Members of the team honored Hack, team founder, for his 45 years of service at a surprise party Saturday at the B & amp;O Restaurant. Hack thought the party was just a gathering of dive team members until the speeches started.
Ben Kailer, an assistant chief with the team, presented Hack with the commander's first dive regulator, a mechanism used in diving, to commemorate the career milestone.
"When Bill was moving out of his house on the east side, he was getting rid of a lot of stuff," Kailer said. "He gave me his first regulator, and I was so honored. It's like when a father gives his son his favorite tool."
Kailer kept the instrument, waiting for the right occasion to return the 45-year-old piece. He polished it, enclosed it in a wooden and glass case and returned it to its original owner with a plaque marking his decades of service.
"With all of the support you guys give me on the dive team, without you, I'd be nothing," Hack told the crowd of about 40.
Sheriff Randall Wellington said dedication, commitment, service and courage come to mind in describing Hack.
"He lives and breathes the dive team," Wellington said.
Kailer, a 21-year team member, likened Hack to retired Gen. H. Norman Schwarzkopf, commander of Operation Desert Storm.
"He can be tough and authoritative and does whatever it takes to get the job done, to accomplish a mission," Kailer said. "But he's very caring and sensitive when dealing with people like accident victims and is very conscious of their feelings."

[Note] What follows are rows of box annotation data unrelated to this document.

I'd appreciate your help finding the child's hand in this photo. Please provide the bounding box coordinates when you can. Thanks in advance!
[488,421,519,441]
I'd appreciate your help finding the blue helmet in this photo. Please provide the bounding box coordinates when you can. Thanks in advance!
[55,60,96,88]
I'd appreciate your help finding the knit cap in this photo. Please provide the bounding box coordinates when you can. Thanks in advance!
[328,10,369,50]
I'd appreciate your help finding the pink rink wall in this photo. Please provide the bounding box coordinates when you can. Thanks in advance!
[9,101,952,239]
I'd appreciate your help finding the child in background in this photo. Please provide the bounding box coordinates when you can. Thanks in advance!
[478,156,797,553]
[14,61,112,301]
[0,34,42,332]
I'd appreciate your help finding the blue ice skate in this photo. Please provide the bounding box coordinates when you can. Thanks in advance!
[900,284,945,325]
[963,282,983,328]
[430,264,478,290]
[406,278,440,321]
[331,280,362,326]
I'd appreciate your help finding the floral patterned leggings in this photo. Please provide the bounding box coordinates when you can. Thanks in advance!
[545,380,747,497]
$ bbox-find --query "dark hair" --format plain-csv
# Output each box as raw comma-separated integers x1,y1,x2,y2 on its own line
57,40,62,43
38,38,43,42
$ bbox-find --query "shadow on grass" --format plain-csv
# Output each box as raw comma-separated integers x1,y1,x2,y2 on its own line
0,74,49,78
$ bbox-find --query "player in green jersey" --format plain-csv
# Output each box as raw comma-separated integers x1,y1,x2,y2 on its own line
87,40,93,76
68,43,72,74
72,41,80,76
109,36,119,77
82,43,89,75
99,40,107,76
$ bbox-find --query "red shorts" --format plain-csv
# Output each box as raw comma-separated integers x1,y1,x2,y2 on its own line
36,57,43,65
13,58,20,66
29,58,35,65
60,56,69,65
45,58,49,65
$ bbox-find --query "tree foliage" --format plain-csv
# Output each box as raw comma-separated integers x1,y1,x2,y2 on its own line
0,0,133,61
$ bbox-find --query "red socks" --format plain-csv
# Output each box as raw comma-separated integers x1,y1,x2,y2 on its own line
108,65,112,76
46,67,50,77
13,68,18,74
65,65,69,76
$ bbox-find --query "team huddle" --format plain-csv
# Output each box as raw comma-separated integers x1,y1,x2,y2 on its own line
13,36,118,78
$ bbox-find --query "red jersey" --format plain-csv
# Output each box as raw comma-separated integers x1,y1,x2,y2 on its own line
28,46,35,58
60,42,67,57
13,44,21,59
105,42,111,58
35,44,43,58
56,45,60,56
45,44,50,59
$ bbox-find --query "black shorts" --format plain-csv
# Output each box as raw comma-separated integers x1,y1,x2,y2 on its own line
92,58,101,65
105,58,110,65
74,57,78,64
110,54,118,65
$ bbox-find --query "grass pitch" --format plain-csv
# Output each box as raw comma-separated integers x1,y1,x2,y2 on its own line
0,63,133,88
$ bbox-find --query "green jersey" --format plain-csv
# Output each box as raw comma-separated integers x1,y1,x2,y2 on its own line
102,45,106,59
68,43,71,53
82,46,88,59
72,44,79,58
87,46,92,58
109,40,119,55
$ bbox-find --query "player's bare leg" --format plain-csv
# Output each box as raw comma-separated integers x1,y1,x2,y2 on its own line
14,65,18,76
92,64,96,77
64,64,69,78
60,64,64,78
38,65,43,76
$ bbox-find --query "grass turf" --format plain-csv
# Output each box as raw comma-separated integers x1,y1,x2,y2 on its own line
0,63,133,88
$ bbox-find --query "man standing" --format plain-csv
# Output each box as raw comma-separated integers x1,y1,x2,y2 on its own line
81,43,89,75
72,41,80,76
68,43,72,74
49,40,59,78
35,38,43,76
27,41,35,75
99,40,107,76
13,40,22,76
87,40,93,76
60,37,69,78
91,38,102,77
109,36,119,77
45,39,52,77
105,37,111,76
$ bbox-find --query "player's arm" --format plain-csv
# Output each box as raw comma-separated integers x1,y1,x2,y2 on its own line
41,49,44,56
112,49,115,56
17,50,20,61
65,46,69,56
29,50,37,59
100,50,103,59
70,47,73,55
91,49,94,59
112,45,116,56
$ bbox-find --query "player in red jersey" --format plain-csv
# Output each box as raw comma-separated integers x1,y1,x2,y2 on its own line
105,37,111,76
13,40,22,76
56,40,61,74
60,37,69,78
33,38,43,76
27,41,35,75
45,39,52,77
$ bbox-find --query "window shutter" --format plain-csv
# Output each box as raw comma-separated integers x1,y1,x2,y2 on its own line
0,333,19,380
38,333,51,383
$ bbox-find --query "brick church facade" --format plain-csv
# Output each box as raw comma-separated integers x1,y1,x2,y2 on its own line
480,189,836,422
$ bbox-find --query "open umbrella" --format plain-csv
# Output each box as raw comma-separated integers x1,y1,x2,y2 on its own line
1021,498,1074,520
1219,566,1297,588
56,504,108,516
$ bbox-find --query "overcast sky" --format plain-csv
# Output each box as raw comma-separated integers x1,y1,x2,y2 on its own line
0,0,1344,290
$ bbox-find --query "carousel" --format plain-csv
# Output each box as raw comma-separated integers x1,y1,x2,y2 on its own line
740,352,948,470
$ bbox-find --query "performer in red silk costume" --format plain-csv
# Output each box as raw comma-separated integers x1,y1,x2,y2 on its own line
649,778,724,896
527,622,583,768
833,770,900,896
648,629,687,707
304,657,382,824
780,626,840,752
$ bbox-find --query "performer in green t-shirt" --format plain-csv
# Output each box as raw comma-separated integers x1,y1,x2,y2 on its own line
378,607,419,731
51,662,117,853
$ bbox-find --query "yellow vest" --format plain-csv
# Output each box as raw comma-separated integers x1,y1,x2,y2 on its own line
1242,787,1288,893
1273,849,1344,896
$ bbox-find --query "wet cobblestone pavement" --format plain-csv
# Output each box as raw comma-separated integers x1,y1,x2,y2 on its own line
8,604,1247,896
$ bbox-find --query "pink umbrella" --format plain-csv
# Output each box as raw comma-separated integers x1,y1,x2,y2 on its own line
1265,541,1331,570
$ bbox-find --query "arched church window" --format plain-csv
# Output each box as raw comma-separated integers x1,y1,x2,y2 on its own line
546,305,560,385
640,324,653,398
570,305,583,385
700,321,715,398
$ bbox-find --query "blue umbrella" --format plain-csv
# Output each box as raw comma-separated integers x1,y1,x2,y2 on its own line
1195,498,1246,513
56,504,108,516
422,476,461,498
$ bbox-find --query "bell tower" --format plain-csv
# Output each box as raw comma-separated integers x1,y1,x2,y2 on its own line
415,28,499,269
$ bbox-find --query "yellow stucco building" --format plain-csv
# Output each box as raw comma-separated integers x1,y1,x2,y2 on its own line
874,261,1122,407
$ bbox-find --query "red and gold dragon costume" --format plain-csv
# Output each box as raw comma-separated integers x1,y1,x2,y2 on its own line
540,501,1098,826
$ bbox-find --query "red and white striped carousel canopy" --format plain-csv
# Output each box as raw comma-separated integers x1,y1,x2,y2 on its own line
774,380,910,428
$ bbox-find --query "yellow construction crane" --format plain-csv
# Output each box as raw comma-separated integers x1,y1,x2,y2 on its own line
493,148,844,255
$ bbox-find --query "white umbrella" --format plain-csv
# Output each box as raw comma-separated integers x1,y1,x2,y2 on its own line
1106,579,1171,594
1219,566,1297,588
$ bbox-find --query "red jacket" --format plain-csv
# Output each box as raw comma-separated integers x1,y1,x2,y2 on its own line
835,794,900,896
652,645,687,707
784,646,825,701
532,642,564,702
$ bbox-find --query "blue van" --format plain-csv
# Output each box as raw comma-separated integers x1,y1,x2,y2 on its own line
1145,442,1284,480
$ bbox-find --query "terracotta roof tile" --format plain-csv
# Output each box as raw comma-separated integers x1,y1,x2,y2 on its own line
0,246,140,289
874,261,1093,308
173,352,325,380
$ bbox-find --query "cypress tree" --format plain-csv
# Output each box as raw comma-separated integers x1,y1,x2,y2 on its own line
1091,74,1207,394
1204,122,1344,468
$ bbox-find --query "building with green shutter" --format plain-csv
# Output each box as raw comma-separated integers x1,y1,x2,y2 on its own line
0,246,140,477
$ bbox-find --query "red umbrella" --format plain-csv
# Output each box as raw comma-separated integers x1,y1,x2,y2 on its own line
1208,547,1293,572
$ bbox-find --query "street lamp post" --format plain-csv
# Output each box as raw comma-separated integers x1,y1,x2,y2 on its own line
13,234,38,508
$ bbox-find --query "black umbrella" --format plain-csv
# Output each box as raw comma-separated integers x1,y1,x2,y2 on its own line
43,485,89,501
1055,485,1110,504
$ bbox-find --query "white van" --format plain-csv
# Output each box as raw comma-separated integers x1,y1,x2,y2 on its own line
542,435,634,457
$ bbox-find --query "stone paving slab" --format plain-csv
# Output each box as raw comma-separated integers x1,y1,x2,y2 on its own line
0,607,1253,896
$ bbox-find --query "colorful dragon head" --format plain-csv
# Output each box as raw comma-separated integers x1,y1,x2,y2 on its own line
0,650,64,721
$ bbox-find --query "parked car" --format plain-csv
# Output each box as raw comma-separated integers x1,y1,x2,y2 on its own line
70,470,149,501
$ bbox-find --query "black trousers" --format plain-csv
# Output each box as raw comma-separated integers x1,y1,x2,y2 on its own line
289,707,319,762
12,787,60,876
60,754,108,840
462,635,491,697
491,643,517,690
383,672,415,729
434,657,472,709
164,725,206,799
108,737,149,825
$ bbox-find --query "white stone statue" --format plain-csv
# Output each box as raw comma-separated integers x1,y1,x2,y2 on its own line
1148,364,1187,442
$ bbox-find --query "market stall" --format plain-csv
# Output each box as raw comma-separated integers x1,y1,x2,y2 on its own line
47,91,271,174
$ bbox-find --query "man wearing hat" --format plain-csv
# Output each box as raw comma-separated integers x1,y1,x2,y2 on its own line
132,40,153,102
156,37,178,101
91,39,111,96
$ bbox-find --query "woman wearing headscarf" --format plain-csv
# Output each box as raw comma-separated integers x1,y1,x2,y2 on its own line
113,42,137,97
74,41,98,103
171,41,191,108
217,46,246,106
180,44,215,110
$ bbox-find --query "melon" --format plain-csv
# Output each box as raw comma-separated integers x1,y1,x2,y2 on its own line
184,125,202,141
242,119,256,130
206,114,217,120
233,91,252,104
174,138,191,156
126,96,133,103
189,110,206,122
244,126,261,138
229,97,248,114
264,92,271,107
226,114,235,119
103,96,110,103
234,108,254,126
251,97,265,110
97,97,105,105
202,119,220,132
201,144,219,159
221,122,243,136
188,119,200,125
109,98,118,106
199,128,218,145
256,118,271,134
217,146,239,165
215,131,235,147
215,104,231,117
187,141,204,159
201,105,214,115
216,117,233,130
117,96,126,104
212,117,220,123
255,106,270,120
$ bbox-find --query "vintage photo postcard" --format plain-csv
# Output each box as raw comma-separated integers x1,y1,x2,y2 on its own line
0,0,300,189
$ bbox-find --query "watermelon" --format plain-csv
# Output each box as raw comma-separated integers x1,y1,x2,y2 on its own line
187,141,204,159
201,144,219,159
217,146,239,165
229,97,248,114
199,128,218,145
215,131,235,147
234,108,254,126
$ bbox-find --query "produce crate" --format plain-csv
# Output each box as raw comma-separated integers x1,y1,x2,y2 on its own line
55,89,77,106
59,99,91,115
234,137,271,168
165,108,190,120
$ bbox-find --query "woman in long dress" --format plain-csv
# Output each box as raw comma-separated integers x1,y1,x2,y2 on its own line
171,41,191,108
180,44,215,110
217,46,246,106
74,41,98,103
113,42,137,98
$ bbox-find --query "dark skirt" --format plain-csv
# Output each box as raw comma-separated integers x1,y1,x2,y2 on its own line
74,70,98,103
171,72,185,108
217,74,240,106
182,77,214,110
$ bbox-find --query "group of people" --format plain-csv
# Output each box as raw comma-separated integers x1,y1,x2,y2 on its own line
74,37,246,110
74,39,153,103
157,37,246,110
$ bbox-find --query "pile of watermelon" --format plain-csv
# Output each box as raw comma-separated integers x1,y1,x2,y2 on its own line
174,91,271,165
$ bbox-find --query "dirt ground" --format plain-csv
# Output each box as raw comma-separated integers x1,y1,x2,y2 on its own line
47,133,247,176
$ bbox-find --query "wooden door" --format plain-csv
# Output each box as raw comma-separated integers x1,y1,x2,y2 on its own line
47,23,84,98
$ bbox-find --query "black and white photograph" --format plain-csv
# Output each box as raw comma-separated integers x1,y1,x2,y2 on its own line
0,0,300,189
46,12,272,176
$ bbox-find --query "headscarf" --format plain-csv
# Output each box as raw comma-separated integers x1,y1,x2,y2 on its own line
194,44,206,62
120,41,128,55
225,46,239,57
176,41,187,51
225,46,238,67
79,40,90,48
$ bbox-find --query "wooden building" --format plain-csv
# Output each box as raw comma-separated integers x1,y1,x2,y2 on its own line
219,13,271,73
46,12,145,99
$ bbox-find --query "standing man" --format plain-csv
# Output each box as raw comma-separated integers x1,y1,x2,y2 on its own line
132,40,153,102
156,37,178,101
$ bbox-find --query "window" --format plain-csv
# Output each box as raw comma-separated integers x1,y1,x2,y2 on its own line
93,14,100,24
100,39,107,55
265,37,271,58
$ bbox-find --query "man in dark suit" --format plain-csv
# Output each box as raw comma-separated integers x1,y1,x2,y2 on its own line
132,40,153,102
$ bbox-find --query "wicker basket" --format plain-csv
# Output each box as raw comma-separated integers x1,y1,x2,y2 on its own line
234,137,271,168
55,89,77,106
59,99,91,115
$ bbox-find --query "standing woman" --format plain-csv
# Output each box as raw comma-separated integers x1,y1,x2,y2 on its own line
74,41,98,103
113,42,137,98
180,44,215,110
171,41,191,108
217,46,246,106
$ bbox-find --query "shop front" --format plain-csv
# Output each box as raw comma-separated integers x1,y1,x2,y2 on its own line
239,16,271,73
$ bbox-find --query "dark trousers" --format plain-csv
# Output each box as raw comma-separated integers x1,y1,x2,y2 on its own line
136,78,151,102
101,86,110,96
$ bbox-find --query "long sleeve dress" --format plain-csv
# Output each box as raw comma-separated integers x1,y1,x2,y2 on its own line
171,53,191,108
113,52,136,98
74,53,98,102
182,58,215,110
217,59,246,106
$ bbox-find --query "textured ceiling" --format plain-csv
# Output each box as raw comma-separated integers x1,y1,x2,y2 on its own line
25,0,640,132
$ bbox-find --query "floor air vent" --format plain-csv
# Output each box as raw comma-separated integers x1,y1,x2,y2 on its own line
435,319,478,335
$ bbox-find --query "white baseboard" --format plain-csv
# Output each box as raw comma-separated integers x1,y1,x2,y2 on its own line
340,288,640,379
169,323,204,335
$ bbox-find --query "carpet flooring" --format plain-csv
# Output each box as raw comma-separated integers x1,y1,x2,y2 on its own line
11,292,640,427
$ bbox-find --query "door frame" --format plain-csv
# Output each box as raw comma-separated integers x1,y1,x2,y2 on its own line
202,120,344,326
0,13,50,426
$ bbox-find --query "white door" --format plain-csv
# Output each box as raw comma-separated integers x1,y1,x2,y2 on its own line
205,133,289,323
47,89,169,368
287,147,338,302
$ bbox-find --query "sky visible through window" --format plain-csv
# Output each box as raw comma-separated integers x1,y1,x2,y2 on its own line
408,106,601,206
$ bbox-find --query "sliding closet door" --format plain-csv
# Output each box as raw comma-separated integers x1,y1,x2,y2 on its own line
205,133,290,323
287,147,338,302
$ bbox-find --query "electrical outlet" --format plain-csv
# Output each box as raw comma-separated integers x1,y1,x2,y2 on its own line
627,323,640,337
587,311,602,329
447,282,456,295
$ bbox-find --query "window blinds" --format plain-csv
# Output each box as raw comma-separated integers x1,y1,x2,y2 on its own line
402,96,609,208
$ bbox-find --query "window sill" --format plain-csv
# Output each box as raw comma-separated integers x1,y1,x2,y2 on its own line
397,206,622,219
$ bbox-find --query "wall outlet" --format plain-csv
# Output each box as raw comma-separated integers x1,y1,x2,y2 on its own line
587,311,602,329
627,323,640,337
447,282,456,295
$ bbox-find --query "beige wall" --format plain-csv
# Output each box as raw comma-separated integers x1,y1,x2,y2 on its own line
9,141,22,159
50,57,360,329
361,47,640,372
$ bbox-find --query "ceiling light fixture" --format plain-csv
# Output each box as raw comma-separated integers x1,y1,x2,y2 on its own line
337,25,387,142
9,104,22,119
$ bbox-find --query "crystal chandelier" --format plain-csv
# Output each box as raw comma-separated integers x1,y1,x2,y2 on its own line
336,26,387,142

The team includes about 35 members, including divers and the shore team or surface support team.
Hack's wife, Shirley, thanked the women in team members' lives.
"For every time you were in the middle of a meal that you'd spent an hour preparing and the phone rings and it's Bill and off he goes, I want to thank the wives and the girlfriends," Mrs. Hack said.
Hack, who has served under 10 sheriffs, founded the team in 1958 after pulling a drowning victim out of a lake at Mill Creek Park.
Although the team is called out for unpleasant tasks, such as body retrieval, Hack keeps in mind the good he's doing.
"There's not closure until [the family] has the body," he said. "I try to do everything I can to bring that closure by finding the person that drowned."